`fst::compress_fst` can't seem to be read back in in another language #223

xiaodaigh · 2019-11-11T23:44:23Z

I wonder if there are any additional bytes or any settings I need to be aware of about the fst::compress_fst function.

For example, in R I write the compressed bytes to disk

a = writeBin(1:10, raw(), size = 4)
ca = fst::compress_fst(a, compression = 50)
writeBin(ca, "d:/data/plsdel.io")

and I try to read it back using Julia

using CodecZstd
ca = open("d:/data/plsdel.io", "r") do io
     read(io)
end

transcode(ZstdDecompressor, ca)

gives error.

I wonder if the compression in fst are interopable with elsewhere in general?

The text was updated successfully, but these errors were encountered:

xiaodaigh · 2019-11-11T23:52:09Z

In contrast the {lz4} package seems to work https://github.com/bwlewis/lz4

library(lz4)
a = writeBin(1:10, raw(), size = 4)
ca = lzCompress(a)
writeBin(ca, "d:/data/plsdel.io")

works with

using CodecLz4

a = open("/mnt/d/data/plsdel.io", "r") do io
       read(io)
end
transcode(LZ4Decompressor, a)
reinterpret(Int32, a) # 1, 2, ..., 10

MarcusKlik · 2019-11-12T10:06:25Z

Hi @xiaodaigh,

you're right, the raw vector result from fst::compress_fst() is not a default LZ4 (or ZSTD) compression result!

The reason is that fst::compress_fst() divides the input in blocks to allow for parallel compression of each block (increasing performance).
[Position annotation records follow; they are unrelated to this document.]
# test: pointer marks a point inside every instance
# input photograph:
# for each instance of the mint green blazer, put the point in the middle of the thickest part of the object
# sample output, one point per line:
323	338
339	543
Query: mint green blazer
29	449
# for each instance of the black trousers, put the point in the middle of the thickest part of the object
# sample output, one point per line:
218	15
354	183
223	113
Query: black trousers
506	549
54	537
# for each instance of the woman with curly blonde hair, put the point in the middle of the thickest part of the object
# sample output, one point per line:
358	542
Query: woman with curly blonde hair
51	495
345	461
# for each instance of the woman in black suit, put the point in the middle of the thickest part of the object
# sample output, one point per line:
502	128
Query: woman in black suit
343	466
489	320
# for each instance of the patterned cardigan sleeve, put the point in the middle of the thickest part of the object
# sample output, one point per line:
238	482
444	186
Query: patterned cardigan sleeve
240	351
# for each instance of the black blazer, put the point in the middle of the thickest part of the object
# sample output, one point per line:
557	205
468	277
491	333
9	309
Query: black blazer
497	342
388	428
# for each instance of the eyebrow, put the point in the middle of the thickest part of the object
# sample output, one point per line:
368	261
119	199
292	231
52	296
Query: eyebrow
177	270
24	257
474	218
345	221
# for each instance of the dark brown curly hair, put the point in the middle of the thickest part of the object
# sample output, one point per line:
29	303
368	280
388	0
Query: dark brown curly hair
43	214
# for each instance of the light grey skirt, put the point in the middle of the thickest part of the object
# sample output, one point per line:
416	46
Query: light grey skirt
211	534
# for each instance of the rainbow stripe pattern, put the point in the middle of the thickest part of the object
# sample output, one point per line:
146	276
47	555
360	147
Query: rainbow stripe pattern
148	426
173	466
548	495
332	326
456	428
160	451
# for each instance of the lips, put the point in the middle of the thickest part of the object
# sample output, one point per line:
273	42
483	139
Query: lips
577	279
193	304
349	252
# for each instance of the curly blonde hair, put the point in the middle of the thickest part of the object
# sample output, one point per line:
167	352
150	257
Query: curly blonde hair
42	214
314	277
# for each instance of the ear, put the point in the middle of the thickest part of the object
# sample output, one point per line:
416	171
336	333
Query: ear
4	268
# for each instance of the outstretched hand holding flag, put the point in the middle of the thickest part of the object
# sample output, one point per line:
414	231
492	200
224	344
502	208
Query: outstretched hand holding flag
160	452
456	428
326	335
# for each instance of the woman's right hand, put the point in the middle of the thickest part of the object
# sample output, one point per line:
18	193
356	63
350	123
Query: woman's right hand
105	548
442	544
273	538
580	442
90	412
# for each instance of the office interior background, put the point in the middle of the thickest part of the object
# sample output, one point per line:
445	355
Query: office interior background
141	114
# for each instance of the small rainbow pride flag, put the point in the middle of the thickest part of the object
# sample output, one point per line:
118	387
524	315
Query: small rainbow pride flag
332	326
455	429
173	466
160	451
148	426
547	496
So the result is basically a few default LZ4 compression results pasted together with a small amount of metadata at the start.
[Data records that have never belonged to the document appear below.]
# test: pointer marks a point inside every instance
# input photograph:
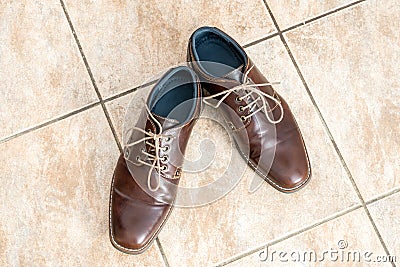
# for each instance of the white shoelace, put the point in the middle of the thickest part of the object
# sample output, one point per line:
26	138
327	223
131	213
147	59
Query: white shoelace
153	154
250	89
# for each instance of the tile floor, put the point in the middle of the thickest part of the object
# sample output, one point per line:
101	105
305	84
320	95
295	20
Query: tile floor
69	68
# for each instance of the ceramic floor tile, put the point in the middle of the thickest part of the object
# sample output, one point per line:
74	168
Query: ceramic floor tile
289	12
349	240
127	41
350	63
243	220
386	215
42	74
54	192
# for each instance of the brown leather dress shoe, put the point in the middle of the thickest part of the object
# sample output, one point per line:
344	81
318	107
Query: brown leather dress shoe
252	109
145	180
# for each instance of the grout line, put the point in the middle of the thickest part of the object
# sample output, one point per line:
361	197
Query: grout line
338	152
90	74
293	234
330	12
295	26
384	195
162	252
129	91
149	83
46	123
271	35
100	97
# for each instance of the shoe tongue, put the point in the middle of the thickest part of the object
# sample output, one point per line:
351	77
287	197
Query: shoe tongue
166	123
236	74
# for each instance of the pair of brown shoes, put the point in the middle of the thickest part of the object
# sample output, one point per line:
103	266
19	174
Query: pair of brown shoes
145	181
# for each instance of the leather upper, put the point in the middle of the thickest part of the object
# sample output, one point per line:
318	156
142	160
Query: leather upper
255	137
136	213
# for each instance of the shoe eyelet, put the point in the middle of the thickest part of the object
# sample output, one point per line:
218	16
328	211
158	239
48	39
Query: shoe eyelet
164	159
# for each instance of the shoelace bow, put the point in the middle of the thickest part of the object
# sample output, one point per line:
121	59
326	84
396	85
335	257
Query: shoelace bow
153	155
250	88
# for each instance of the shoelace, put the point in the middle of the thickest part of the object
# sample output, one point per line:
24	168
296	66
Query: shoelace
250	88
153	154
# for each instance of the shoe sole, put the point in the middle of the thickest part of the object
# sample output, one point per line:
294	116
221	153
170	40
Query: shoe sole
130	250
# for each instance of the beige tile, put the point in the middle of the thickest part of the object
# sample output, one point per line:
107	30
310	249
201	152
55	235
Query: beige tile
42	74
350	62
348	237
128	41
289	12
54	196
386	215
243	220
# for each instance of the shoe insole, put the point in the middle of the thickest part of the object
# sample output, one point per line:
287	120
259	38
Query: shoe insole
176	103
211	48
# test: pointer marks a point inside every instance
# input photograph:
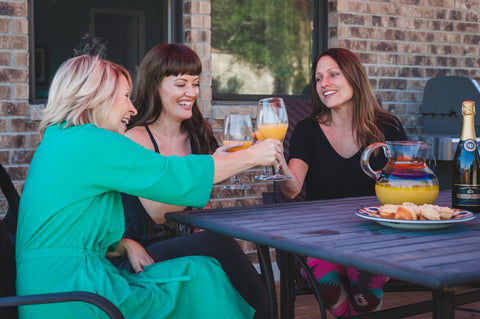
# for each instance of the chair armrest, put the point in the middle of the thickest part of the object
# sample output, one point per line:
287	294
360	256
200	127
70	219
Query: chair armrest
106	305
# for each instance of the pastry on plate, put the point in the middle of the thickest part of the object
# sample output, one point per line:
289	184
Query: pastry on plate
406	212
388	210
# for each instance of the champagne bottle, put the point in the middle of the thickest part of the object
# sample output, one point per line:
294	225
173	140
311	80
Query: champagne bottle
466	169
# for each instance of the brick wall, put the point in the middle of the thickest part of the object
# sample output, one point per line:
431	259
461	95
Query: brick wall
405	43
18	138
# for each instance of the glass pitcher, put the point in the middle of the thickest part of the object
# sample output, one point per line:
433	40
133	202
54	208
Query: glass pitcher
406	176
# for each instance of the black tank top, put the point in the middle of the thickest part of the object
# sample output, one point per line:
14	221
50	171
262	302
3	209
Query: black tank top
139	226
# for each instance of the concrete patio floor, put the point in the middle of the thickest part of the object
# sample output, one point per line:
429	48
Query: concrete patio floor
306	307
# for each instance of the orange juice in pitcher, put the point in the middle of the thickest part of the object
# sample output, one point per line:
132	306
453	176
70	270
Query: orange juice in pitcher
406	176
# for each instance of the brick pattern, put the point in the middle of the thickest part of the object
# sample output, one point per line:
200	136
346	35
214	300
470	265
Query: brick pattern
405	43
18	137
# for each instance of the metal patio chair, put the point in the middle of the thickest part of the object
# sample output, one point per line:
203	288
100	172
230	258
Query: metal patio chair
8	299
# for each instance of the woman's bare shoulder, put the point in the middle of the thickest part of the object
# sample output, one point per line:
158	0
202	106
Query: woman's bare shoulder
139	135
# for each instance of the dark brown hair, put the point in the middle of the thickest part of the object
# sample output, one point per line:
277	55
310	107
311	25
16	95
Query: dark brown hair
367	112
166	60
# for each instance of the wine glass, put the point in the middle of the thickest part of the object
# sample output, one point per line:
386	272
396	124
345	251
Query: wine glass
272	122
238	128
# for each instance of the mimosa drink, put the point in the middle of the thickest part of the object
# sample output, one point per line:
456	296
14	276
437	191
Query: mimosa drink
415	194
246	144
276	131
258	136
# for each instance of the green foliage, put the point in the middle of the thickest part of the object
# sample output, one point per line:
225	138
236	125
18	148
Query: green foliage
272	34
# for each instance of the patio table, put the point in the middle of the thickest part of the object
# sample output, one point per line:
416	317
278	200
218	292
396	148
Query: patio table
442	260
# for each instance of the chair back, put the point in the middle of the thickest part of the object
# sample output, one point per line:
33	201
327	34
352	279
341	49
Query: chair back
8	227
13	199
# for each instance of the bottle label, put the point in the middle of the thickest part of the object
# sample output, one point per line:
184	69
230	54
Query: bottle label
470	145
466	195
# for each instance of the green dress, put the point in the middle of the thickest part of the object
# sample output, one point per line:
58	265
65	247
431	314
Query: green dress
71	214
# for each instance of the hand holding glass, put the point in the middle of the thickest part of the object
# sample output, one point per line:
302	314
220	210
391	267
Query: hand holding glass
238	128
272	122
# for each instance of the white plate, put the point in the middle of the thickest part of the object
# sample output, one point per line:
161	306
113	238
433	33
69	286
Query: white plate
372	214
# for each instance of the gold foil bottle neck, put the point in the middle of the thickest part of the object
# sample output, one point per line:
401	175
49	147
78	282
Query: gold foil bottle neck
468	108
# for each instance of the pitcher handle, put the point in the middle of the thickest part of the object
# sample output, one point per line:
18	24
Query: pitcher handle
365	160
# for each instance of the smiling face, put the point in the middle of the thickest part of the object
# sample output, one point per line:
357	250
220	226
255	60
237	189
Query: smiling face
121	111
331	85
178	93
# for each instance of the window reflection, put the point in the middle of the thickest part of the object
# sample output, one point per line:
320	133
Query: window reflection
261	46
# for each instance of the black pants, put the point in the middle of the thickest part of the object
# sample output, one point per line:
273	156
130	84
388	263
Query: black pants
226	250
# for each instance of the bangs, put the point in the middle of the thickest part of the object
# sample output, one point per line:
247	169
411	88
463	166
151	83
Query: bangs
181	60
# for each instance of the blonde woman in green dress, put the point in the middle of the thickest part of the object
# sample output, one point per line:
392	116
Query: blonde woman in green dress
71	214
Would it be interesting to have an option to force a compatible result (e.g. compatibility_mode = TRUE) ?

xiaodaigh · 2019-11-12T10:12:39Z

Or is it possible to know the cuts points and the length of meta data, so the reader can be multithreaded in the read too? Compat mode would be nice too.

MarcusKlik · 2019-11-12T10:31:29Z

Hi @xiaodaigh, yes certainly!

the block sizes are calculated in this code and the metadata format is specified here.
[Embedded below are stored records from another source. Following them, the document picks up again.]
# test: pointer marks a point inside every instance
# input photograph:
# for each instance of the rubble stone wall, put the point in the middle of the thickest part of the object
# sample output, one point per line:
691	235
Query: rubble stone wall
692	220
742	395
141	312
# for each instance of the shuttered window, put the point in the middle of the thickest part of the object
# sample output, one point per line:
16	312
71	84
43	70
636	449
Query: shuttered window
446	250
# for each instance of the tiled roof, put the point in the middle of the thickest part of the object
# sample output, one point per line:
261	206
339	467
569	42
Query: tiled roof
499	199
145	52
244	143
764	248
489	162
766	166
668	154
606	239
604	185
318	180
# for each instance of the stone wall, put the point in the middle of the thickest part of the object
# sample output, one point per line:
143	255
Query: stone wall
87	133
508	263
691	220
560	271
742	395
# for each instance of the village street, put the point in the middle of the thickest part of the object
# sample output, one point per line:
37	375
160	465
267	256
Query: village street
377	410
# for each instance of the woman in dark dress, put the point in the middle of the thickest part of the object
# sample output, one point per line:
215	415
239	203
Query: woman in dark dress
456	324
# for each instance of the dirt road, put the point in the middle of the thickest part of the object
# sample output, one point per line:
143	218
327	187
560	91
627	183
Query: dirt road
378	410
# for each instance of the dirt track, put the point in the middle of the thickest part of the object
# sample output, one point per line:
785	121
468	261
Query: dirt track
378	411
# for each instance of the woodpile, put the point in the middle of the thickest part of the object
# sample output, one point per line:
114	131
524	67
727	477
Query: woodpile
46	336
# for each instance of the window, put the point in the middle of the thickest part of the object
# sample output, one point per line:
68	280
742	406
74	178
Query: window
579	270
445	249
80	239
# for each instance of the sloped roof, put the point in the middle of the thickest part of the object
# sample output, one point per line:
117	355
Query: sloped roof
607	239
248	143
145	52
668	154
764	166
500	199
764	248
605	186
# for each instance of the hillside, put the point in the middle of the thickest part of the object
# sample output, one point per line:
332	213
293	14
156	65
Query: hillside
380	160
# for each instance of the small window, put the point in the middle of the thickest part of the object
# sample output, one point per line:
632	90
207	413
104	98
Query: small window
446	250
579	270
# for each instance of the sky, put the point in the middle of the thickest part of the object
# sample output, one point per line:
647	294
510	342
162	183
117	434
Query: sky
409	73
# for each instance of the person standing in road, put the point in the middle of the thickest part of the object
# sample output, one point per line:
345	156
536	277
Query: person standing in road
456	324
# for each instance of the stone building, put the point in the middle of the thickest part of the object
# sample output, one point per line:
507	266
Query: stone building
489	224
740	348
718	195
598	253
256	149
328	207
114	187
For a reader application to read the compressed raw vector, the metadata should be interpreted first. For example, the actual compressor used can be found in the metadata.

So, it's not to difficult to write code to read a stream compressed with compress_fst(). The question is off course, if it would be interesting enough to the user, as there are alternative formats that allow for a large number of compressors (think zip or 7z 😸)

xiaodaigh · 2019-11-12T10:55:07Z

If I follow those formats, can I theoretically write a fst reader/writer in pure Julia?

MarcusKlik · 2019-11-13T09:25:35Z

Hi @xiaodaigh, yes, that would be relatively simple if you have the LZ4 and ZSTD compressors available.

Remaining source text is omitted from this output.